Two reports at 8:30 this morning. Weekly jobless claims expected to have declined 9K were up 10K to 293K, the highest claims in the last six months. The 4 week average increased to 285K frm 278.50K. January Philadelphia Fed business index, expected -4.0 frm -5.9 originally reported for Dec at -5.9; as reported the index was at -3.5 but Dec was revised to -10.2. The new orders index is improving, at minus 1.4 for the best reading since September. And shipments, for the first time also since September, are positive, at a strong 9.6. The six-month outlook, down 5 points to 19.1 for the softest level since 2012, the decline in inventory build is defensive and intentional.

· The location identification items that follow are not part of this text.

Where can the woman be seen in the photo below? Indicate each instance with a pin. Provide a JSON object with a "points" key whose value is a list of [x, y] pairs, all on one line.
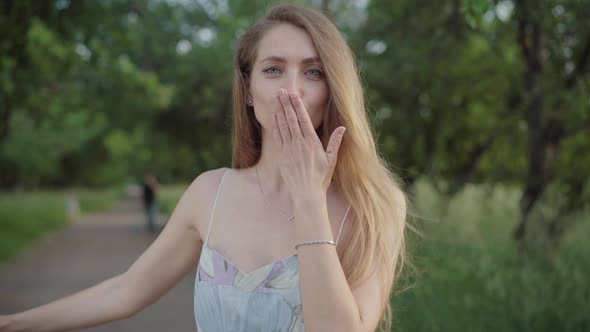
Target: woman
{"points": [[308, 225]]}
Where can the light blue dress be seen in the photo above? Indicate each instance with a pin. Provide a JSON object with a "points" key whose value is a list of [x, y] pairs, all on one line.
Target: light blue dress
{"points": [[266, 299]]}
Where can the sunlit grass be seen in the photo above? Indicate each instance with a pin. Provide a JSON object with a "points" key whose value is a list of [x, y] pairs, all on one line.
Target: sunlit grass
{"points": [[469, 274]]}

ECB’s Mario Draghi this morning commenting that inflation is way down the line; he said there is no end to what the ECB will do to improve the outlook. Blowing in the wind; as we have noted recently central banks regardless of what they will or could do are becoming more impotent every day in the context of driving economic growth. Draghi said the bank needs to review its policy stance at its next meeting. The ECB left its key interest rates unchanged, but Draghi hinted the bank will review its stimulus at the March ECB meeting. The inflation rate in Europe was expected to pick up from the 0.2% recorded in December and average 1% this year, rising further in 2017. But Mr. Draghi said it is now possible that prices will start to fall again over coming months.
At 9:30 the DJIA opened +18, NASDAQ -2, S&P +1 after trading higher in the pre-market futures this morning. The 10 yr note yield at 9:30 -1 bp at 1.97%. FNMA 30 yr 3.5 coupon +11bps frm yesterday’s close and +9 bps frm 9:30 yesterday.

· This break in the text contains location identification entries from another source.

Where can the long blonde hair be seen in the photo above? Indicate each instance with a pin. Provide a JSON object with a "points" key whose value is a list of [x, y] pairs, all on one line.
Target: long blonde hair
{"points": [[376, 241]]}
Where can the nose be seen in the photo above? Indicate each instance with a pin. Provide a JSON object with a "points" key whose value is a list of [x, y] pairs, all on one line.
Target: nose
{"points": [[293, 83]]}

Corporate earnings and forward guidance generally have been missing their targets; US economic outlook weakening from what we look at and expect. The advance Q4 GDP will be reported a week frm tomorrow, estimates are being revised lower but economists are likely to overestimate growth again.
Crude oil Feb contract expired yesterday, now March is month markets will track; the oil price below looks like oil increased, the price over $28.00 but actually prices have slipped a little.
As the clock ticks so far this morning the equity market is losing the early morning highs; the stocks have only lost about half of their valuations frm what we anticipate. Traders will sell into every attempt to rally, although the technicals are now in oversold levels. In this kind of sentiment swing though technicals take somewhat of a back seat.